Maybe I’m wrong, but I don’t remember any Ensure ads during the last Democratic debate on MSNBC. I couldn’t help feeling during Thursday night’s Republican debate like I should hang my head in equal measures of shame and respect as I was undergoing a thorough dressing-down by The Legion Of Dads. “I don’t give a good goddamn if all the other kids are against the war. It’s the right thing to do. If the other kids walked out into traffic, would you do it, too? Sarbanes-Oxley, my ass. These men work hard for their money. Why should they have to kow-tow to a bunch of bean counters who think if there’s a nickel out of place then they’re stealing from someone’s retirement fund? And another thing, that colored boy’s got a good head on his shoulders, but we are NEVER going to elect a woman to the White House as long as I’m alive and as long as this is a country of men.”
It was purely Pavlovian that I straightened up and took my goddamned elbows off the table, because I was raised better than that.
As a white man I don’t necessarily have a problem with being represented by one of my own (the last seven years notwithstanding), but, with the possible exception of Ron Paul, I’m not sure I want to spend the next four years being harangued by any of these surly old men about what the immigrants and the gays and the tax-and-spend Democrats have been doing to wreck this country, and to shut my punk mouth and let the grown-ups who know what they’re doing get this war done. I’d be just as happy with them relegated to op-eds, guest spots on Fox News, and anyplace on the radio dial where I can keep scanning for “Car Talk” if I happen to land on one of their rants.
The economic stimulus is particularly Dad Behavior: There’s trouble at home, Mom and Dad are fighting like Apaches, we’ve had Hamburger Helper for the fourth time this week–here’s a couple of twenties, why don’t you run off to the mall?

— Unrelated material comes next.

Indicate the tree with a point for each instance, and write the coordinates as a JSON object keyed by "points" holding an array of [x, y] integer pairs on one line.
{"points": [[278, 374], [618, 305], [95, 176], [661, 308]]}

I might be willing to follow anyone who can lead me out my cubicle, but at this point, I think I’m ready to listen to Mom for awhile. Eat my vegetables and take better care of myself. Do well in school and be nice to the other kids, and if you have to deal with a bully, just poke him in the eyes and kick him in the shins (my Mom was tougher than most), and keep walking, because you made your point, and he’ll probably never do it again.
Curmudgeon Fatigue, I guess.
I’m not particularly worried about Mitt Romney. If by some perverted twist of fate he’s actually elected, a Democratic Congress will flip him like a pancake. No politician has had greater Quisling potential since Vidkun Quisling himself.
That’s how I’m feeling right now. We’ll talk again after I see what the Moms say in South Carolina tonight.
ROMNEY’S “BULGE” MOMENT: If anyone doubted that there might be a hand up Romney’s bum moving his arms and flapping his gums, one curious moment at Thursday’s debate should have given them pause. Tim Russert asked, “Governor Romney, you are a big fan of Ronald Reagan. Will you do to save Social Security what Ronald Reagan did in 1983?” An audible whisper popped up out of nowhere, “Raise taxes.” Barely a second later, a cocksure Romney announced, “I will not raise taxes.”
MSNBC initially ascribed it to problems with Romney’s microphone, and then gave the candidate the benefit of the doubt and blamed it on an an unidentified mike picking up a whisper from the audience. Alright. No need to unnecessarily embarrass the poor man, I guess. After all, they weren’t too terribly hard on George Bush for his “bulge” in the first 2004 Presidential Debate, when a fleeting rear shot clearly showed a rectangular bulge underneath the President’s suit beneath his shoulder blades, suggesting that he had a transmitter in place to feed him much-needed facts, figures, and proper English pronunciations.